Le chef Damião dit qu'il ne comprend pas pourquoi son petit-fils est mort. "Ils ne tuent pas mes petits-enfants aujourd'hui. Sept de mes petits-enfants sont déjà morts à cause de cela. Ils ont dit que c'était la grippe. Maintenant, avec cela, c'est le coronavirus. Je ne comprends pas. Pourquoi seuls les petits-enfants de ma famille meurent et les autres enfants vont à l'hôpital, se font soigner et retournent au village [sic]", a réagi le grand-père Xavante. En 2013, le dirigeant a perdu trois petits-enfants.

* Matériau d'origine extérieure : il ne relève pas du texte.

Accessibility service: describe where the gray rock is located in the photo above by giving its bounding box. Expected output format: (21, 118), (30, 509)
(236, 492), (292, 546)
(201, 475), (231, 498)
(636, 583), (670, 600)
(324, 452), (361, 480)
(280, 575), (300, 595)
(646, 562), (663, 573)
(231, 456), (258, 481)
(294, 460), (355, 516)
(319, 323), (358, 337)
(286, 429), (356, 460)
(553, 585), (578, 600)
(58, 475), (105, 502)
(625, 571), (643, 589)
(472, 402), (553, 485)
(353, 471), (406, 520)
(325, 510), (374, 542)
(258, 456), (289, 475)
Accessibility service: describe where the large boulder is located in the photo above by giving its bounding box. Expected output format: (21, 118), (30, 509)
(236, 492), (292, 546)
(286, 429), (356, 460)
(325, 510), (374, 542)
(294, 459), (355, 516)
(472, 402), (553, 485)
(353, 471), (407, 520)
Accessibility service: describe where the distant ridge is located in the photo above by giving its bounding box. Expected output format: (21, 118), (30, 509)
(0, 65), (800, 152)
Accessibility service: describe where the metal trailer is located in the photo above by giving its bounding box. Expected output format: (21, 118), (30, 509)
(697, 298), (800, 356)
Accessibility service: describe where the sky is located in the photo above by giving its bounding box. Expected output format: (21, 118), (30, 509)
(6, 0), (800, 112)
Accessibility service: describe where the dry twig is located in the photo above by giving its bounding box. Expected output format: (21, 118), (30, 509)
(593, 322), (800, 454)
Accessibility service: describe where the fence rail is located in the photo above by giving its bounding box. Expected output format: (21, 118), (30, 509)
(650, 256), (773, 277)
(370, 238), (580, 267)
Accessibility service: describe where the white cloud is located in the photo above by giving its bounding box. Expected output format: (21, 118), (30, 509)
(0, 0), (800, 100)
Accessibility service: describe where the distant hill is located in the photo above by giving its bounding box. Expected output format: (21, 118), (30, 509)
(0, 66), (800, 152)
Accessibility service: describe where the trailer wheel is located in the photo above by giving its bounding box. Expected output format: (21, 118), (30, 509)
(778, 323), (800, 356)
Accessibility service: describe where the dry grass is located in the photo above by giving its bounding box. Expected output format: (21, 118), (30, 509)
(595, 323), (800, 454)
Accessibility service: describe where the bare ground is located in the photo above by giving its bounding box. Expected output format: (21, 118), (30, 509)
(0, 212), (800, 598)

En ce qui concerne les directives pour la prévention du coronavirus, le dirigeant a confirmé que la Dsei Xavante a adopté des directives telles que le lavage des mains et autres soins d'hygiène, mais selon lui, les soins de santé dans les villages de Marãiwatsédé font défaut. "En ce moment, il y a une bande d'enfants qui courent partout en jouant avec le froid dans le village. Et où sont les médecins ? Où sont les médicaments ? Le vaccin... Il n'y en a pas !", critique le chef.

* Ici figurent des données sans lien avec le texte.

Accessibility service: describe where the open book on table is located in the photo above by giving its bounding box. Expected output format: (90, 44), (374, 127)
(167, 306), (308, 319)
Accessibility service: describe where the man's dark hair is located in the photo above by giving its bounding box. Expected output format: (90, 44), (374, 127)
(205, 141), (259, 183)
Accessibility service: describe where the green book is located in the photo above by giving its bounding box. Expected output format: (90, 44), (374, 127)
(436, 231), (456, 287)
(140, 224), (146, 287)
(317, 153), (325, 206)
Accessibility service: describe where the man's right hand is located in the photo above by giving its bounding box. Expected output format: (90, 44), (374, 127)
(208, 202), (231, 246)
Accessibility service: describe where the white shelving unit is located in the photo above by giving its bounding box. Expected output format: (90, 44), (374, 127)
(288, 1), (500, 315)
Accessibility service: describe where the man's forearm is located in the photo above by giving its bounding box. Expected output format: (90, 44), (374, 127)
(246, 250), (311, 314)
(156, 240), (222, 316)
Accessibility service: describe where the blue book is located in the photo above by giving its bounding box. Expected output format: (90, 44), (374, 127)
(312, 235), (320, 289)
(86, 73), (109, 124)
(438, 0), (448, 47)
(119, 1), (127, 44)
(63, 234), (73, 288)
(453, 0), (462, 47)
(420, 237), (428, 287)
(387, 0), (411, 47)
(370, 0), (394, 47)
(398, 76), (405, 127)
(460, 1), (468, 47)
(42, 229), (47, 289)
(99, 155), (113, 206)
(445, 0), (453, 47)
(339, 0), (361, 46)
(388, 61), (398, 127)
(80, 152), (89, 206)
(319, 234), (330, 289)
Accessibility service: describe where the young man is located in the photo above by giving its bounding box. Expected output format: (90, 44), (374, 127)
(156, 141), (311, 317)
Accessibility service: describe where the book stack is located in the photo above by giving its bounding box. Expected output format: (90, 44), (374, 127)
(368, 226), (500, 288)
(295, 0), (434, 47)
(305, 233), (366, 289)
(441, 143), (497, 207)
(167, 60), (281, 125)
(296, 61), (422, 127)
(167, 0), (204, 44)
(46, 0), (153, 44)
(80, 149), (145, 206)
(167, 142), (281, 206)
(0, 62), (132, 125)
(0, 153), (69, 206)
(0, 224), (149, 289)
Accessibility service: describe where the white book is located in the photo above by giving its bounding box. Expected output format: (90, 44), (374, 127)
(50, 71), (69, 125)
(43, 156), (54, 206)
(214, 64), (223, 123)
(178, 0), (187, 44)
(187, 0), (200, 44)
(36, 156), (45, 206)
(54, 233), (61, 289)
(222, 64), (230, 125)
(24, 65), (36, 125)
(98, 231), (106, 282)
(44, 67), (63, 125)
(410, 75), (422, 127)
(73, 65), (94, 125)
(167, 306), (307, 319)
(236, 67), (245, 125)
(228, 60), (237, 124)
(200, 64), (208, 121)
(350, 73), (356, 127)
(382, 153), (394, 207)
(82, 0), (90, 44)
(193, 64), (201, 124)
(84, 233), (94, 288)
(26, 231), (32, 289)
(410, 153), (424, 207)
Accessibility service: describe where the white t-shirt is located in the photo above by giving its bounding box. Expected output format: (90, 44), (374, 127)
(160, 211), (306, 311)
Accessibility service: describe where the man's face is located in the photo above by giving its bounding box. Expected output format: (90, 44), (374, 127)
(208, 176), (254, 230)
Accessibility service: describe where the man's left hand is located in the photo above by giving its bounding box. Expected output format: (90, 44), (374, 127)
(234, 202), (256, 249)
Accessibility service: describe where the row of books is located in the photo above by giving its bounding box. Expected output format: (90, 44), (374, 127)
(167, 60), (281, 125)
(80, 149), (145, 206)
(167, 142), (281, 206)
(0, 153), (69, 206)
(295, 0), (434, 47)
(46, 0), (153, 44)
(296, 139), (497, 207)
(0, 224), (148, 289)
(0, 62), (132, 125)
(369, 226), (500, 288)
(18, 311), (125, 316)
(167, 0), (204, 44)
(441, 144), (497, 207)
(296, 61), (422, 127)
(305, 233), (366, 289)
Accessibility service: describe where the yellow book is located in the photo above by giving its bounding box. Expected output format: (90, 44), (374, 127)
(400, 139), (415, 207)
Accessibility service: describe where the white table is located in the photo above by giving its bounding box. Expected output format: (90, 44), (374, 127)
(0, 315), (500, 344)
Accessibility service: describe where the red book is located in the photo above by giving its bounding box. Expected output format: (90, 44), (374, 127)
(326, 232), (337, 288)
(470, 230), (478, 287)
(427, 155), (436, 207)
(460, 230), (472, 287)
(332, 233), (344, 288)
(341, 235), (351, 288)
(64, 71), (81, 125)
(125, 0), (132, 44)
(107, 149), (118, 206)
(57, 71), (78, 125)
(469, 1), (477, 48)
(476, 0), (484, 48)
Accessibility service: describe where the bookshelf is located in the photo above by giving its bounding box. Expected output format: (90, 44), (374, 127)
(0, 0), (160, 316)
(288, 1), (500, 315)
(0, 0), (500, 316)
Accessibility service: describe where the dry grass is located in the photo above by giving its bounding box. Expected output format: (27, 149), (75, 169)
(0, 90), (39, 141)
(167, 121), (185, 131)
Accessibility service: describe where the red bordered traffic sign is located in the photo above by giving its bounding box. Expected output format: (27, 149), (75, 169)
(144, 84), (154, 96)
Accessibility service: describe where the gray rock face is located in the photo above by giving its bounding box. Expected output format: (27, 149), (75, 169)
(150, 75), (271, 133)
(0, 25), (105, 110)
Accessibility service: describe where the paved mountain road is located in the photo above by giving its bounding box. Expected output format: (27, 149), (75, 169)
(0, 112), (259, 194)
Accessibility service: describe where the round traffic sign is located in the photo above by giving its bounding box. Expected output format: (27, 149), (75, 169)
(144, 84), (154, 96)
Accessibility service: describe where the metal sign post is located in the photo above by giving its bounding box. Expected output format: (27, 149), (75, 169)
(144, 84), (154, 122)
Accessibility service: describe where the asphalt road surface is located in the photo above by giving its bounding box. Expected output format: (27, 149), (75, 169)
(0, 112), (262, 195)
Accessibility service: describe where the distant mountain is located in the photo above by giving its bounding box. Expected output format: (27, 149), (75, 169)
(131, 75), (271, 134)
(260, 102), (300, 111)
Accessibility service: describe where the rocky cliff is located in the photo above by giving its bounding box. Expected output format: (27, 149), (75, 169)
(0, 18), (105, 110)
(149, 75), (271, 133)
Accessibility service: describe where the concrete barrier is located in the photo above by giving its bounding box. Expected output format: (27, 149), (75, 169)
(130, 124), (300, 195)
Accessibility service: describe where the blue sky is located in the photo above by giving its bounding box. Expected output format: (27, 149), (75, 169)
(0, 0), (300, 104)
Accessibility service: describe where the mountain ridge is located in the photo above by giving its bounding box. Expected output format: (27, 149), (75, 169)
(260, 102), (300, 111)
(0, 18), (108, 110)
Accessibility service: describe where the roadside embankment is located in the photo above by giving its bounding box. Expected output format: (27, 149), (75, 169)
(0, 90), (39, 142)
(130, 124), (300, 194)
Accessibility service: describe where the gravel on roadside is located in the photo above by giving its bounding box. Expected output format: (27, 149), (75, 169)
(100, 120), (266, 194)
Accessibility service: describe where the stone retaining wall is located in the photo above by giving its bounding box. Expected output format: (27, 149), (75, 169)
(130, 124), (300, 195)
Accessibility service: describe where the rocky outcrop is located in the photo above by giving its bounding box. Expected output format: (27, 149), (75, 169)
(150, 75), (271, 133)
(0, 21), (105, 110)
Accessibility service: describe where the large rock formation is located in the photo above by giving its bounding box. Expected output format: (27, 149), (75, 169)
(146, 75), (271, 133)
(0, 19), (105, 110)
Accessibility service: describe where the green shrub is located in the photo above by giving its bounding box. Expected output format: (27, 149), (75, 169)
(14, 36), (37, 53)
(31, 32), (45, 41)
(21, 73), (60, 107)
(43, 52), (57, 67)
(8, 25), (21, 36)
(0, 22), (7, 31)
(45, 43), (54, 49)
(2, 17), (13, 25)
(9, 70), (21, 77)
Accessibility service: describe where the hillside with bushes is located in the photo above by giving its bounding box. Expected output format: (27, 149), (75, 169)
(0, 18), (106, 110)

Real Amazonia a découvert qu'au pôle Dsei Xavante dans la T.I Marãiwatsédé , il n'y aurait que quatre professionnels de la santé pour servir plus d'un millier d'indigènes. Le chef rapporte la situation dans le service. "Ils disent qu'ils vont surveiller les villages, mais comment, s'il n'y a pas de structure adéquate, s'il n'y a pas de médicaments et surtout pas de médecin. Le gouvernement se dit préoccupé par le coronavirus chez les indigènes, mais personne ne s'en préoccupe. Et il n'y a pas que dans la T.I Marãiwatsédé que l'on néglige. Le manque de santé se retrouve dans tout le territoire indigène du Brésil", a déclaré le chef Damião.

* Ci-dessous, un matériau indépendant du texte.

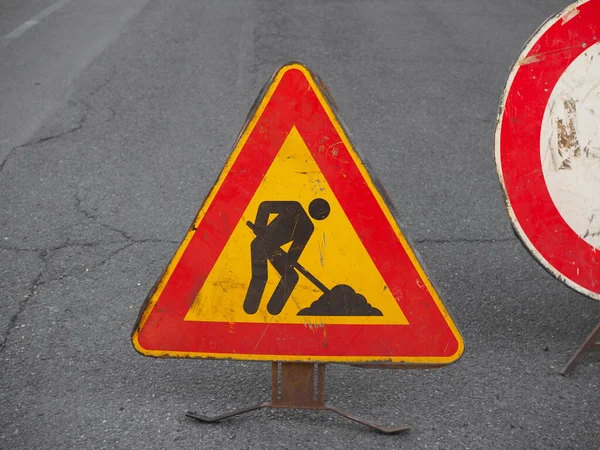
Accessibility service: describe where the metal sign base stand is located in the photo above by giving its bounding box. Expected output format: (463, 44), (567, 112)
(560, 323), (600, 377)
(186, 362), (410, 434)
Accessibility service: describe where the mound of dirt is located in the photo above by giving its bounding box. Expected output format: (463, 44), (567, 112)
(298, 284), (383, 316)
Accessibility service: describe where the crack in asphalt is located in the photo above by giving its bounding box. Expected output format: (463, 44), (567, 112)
(0, 66), (117, 173)
(0, 186), (180, 352)
(412, 238), (517, 244)
(0, 234), (179, 353)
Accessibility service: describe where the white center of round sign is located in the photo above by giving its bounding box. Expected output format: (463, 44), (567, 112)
(540, 42), (600, 249)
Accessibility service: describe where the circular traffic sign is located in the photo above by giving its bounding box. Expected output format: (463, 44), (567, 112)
(495, 0), (600, 300)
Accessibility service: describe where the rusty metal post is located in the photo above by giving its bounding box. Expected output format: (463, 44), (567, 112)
(560, 323), (600, 377)
(186, 362), (410, 434)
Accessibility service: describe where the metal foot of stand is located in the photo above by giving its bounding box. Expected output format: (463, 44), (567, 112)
(186, 362), (410, 434)
(560, 323), (600, 377)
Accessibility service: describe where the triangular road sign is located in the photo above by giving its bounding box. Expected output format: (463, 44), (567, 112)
(132, 63), (463, 365)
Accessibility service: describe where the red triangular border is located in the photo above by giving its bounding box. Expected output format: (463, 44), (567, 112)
(133, 64), (463, 364)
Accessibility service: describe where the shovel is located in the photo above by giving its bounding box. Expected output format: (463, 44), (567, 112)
(246, 221), (330, 294)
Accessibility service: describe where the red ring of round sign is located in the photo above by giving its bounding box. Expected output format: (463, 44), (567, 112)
(495, 0), (600, 300)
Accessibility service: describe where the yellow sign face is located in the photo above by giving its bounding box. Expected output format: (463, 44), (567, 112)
(185, 127), (408, 325)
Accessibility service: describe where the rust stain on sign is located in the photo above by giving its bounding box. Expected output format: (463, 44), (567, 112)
(561, 5), (579, 25)
(556, 99), (581, 170)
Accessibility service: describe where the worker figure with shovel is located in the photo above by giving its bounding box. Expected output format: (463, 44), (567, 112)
(244, 198), (330, 316)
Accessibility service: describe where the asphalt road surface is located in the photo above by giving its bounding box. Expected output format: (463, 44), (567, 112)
(0, 0), (600, 450)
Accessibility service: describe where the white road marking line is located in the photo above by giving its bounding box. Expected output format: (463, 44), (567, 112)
(2, 0), (71, 45)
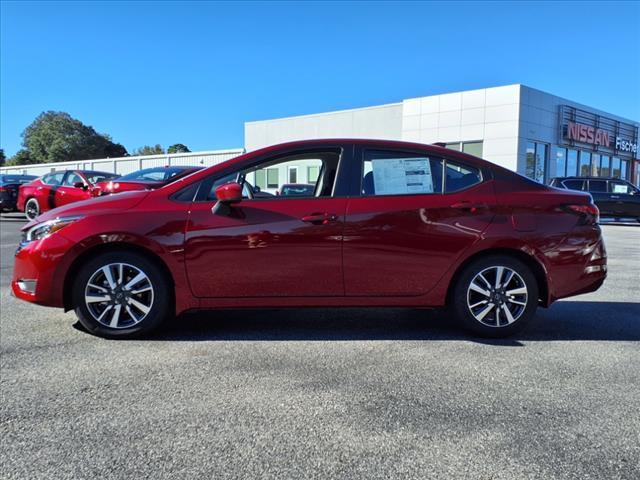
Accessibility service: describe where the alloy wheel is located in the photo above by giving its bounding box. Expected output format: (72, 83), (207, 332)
(24, 198), (40, 220)
(467, 265), (529, 328)
(84, 263), (154, 329)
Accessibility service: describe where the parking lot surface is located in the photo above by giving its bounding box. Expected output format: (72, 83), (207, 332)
(0, 216), (640, 479)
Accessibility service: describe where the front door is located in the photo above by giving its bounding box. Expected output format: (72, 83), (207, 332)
(185, 147), (346, 297)
(344, 151), (495, 296)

Que disent les autorités ?
Le ministère de la santé, le Sesai et le district sanitaire spécial indigène Xavante (Dsei) ont publié une note de deuil commune pour le décès du bébé Xavante du territoire indigène Marãiwatsédé. "Le Sesai, à travers l'équipe de la Dsei Xavante, exprime son soutien extérieur et sa solidarité aux familles et à toute la communauté Xavante et présente ses sincères condoléances", indique la note.
Le Sesai a indiqué qu'il mène actuellement une enquête épidémiologique pour savoir comment le bébé a été infecté par le coronavirus. L'agence a noté que l'enfant "souffrait de malnutrition et de déshydratation modérée" et était traité par l'Equipe Multidisciplinaire de Santé Indigène (EMSI).
Le 8 mai, selon la note de Sesai, le bébé Xavante a présenté des symptômes respiratoires et a été envoyé à l'unité de santé de la municipalité de Bom Jesus do Araguaia le 10 mai. Par la suite, le patient a été transféré à l'hôpital régional Paulo Alemão, à Água Boa.
Selon la note, après l'hospitalisation, "des signes du syndrome respiratoire aigu sévère (SRAS) ont été identifiés et un échantillon dans l'oropharynx, par la méthode RT-PCR, a été prélevé et envoyé au Laboratoire central de santé publique du Mato Grosso (LACEN), à Cuiabá, qui a présenté un résultat positif pour le Covid-19, le 18 mai.
Le Sesai dit que le certificat de décès du bébé comporte, parmi les causes de décès, la mention de Covid-19.
Quant au manque de médecins et de médicaments, signalé par le chef Damião Paridzané, la coordinatrice de la Dsei Xavante, Luciene Gomes, a déclaré dans une note envoyée au rapport, que la routine des médicaments "dépend de la diligence de l'équipe sanitaire qui travaille dans la région, car chaque fois qu'elle est demandée, elle est rapidement prise en charge.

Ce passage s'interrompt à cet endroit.